W twórczości Beaty Zuby są także prace lżejszego gatunku. Jedną z moich ulubionych jest martwa natura z patelnią, jajkiem i stojącą, opartą o ścianę misą namalowana ciepło szarościami, brązami z akcentem bieli i żółcieni, płaskimi pociągnięciami pędzla. Przywodzi mi na myśl wanitatywne holenderskie martwe natury z ich ideą przemijalności, upływu czasu i marności życia. Chociaż zapewne Beata, frankofilka, zalicza ten obraz do gatunku nature morte, ja wolę widzieć w nim angielską still life. Spokojne życie, równowaga, wrażliwość na urodę chwili, to przecież też sprawy najważniejsze. Beata Zuba jest artystką dojrzałą, w jej przypadku brak młodzieńczego idealizmu jest wartością dodaną.
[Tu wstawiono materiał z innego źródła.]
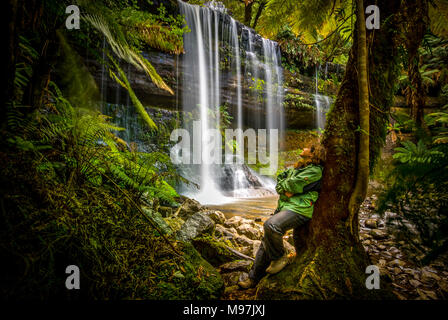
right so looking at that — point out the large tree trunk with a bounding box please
[256,0,402,299]
[404,0,428,128]
[1,0,21,126]
[243,0,254,26]
[347,0,369,237]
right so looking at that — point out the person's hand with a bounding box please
[285,191,294,198]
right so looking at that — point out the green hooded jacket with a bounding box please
[275,164,323,218]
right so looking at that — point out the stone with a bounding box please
[177,198,202,220]
[417,288,438,300]
[234,235,254,247]
[239,246,253,257]
[370,229,388,240]
[221,272,249,287]
[421,269,441,282]
[409,279,422,287]
[219,260,253,273]
[389,259,406,268]
[378,259,387,267]
[204,210,226,224]
[377,244,386,250]
[158,206,173,217]
[236,223,261,240]
[176,212,215,242]
[224,216,244,228]
[214,224,236,238]
[364,219,378,229]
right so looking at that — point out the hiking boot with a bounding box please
[238,278,258,289]
[266,253,290,274]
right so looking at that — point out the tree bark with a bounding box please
[1,0,21,126]
[252,1,266,30]
[244,0,254,27]
[347,0,369,237]
[404,0,428,128]
[256,0,403,299]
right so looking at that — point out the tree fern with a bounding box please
[83,13,173,95]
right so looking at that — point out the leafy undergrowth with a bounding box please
[0,139,223,300]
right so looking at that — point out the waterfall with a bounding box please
[314,64,332,131]
[178,0,284,204]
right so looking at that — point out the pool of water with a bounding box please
[207,195,279,220]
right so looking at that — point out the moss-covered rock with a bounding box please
[153,241,224,299]
[191,235,241,267]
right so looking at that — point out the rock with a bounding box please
[389,259,406,268]
[236,223,261,240]
[421,269,441,282]
[370,229,388,240]
[142,207,173,235]
[176,212,215,242]
[177,198,202,220]
[377,244,386,250]
[363,240,372,246]
[409,279,422,287]
[254,218,262,222]
[224,285,240,295]
[219,260,253,273]
[191,235,241,267]
[171,241,224,299]
[365,219,378,229]
[234,235,254,247]
[378,259,387,267]
[158,206,173,217]
[224,216,244,228]
[215,224,237,238]
[239,246,253,257]
[163,216,186,233]
[221,271,249,287]
[204,210,226,224]
[417,288,438,300]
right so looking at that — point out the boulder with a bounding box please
[234,235,254,247]
[191,235,241,267]
[177,198,202,220]
[224,216,252,228]
[364,219,378,229]
[204,210,226,224]
[236,223,261,240]
[221,271,249,287]
[370,229,388,240]
[176,212,215,242]
[142,207,173,235]
[219,260,253,273]
[215,224,238,238]
[158,206,173,217]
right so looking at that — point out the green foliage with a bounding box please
[393,140,444,164]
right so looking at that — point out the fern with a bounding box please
[393,140,444,164]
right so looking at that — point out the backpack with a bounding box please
[302,179,322,193]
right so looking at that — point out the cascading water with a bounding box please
[314,64,332,131]
[177,0,284,204]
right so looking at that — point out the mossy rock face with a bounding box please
[142,207,173,236]
[154,242,225,299]
[191,235,240,267]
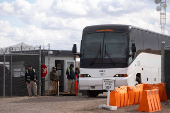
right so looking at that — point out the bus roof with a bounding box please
[83,24,130,34]
[132,26,170,38]
[83,24,170,38]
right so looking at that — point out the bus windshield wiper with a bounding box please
[90,44,101,66]
[105,45,116,66]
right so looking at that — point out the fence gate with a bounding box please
[0,45,41,97]
[164,47,170,99]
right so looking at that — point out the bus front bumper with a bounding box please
[79,77,128,90]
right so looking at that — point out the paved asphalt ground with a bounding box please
[0,93,170,113]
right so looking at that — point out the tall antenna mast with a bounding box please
[155,0,167,34]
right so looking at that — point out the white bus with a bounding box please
[72,24,170,97]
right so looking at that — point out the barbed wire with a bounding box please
[0,43,42,54]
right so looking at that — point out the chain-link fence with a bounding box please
[0,43,75,97]
[0,43,41,97]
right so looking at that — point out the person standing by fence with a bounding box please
[25,65,37,97]
[50,67,59,95]
[66,64,75,93]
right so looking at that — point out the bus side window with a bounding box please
[150,33,159,52]
[134,29,144,57]
[128,42,133,64]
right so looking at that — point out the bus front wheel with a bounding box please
[85,90,99,97]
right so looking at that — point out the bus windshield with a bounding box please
[82,32,128,59]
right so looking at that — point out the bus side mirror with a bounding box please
[72,44,77,53]
[131,43,136,53]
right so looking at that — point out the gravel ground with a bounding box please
[0,93,170,113]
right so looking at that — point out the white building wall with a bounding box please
[44,56,75,92]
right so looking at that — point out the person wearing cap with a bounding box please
[25,65,37,97]
[50,67,59,95]
[66,64,75,93]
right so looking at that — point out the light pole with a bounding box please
[155,0,167,34]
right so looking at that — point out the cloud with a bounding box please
[0,2,14,13]
[53,0,88,16]
[36,0,54,11]
[13,0,32,14]
[108,6,123,12]
[0,0,169,51]
[0,20,81,50]
[98,0,147,15]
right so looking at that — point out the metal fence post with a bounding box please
[48,44,50,95]
[161,41,165,83]
[39,46,41,96]
[11,54,12,96]
[3,53,5,97]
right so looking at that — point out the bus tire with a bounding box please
[136,76,141,85]
[85,90,99,97]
Schody pojawiają się na wielu jej obrazach. Zwykle malowane od dołu, z żabiej perspektywy, prowadzące w górę, często „donikąd”, do jakiegoś niewidocznego celu. Schody oznaczają wysiłek, konieczność wspięcia się, zmęczenia, a przynajmniej zadyszki. Beata Zuba, powtórzę raz jeszcze, mówi nam: musisz się wysilić, poznanie nie jest łatwe, ale nagrodą za trud są wiedza, emocje, umiejętności. Sztuka to wysiłek. To, co jedynie nam się podoba, nie jest w stanie nas zmienić. Rozwój, praca nad sobą, przemiana są sensem życia.

Na koniec kilka słów o portretach, których w jej dorobku niemało. Portrety rodziny, osób bliskich, przyjaciół, często uchwyconych w okularach. Okulary przesłaniają oczy, nie pozwalają wejrzeć w dusze portretowanych. W okularowych szkłach przegląda się malująca i są to moim zdaniem podwójne portrety: artystki i osoby – w czułej rozmowie. Tak też mogę określić jej malarstwo: czuła rozmowa. Jestem wdzięczna, że Beata Zuba mnie do niej zaprosiła.